Sounds a basic question but we have seen several well intentioned AI projects stall as objectives get blurred. Can AI effect operational efficiency and cost reduction or is it a true driver of revenue growth for businesses?

To enhance the success of your AI project it should be clear whether you are addressing process automation (or what the market terms RPA – Robotic Process Automation) or AI.

Both are hugely important to business success and although they are surely converging they come from different perspectives.

RPA in industry goes way back with machines performing repetitive tasks. In an IT context it originated around data entry techniques and back to the days of ‘screen scraping’ of visual data and converting into a digital format to be automatically entered into backend systems.
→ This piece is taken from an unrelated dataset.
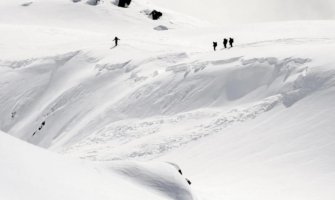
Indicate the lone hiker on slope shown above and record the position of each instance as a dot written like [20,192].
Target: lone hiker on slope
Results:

Nowadays RPA is key to operational efficiency in many industries, for example in financial services, client onboarding, invoicing, rate change uploads all use RPA techniques to improve efficiency and lower cost.

With AI however, the process continues to learn based on its outputs so each subsequent output becomes more reliable. It is applied to marketing and sales analysis, forecasting and continuous analysis of unstructured data from a variety of internal and external inputs and can analyse social media sentiment. Consequently, AI is more associated with revenue generation either directly by accurately predicting customer behaviour or in a softer context by improving the customer experience so they return and recommend others.

Businesses tend to expect the following benefits from AI:

  • Better data accuracy to enable informed operational or client decisions (decision making based on data not opinion)
  • Better engagement with and improved productivity from a skilled workforce (how can the knowledge of a business that lies within an organisation be more productive)
  • More agile workforce
  • More client oriented insight and focus

Short term cost reduction comes a long way down the list though obviously a more streamlined client focused business with a highly productive agile workforce will be more cost effective in the longer term.

From our experience, the biggest obstacle to many AI projects is the perceived immediate business case. We have seen too many projects judged by traditional ‘business case’ techniques that have tried to focus on short term savings rather than the revenue growth and longer term objectives and also failure to measure the softer concepts such as client experience. To measure client experience here is an example, this week I bought 2 products from 2 retailers, lets call them Lewis and Ashley. Lewis can give me free delivery, 2 hour delivery slots and even call me on the way to say they have been warned of traffic ahead (nice use of RPA and AI) while Ashley charges me for delivery, tells me it will come sometime on Monday only for it to arrive sometime on Tuesday. Lewis gets my next order and my recommendation to friends.

So before looking which cloud service to deploy your AI proof of concept taking a moment to revisit your project focus will ensure a greater success rate.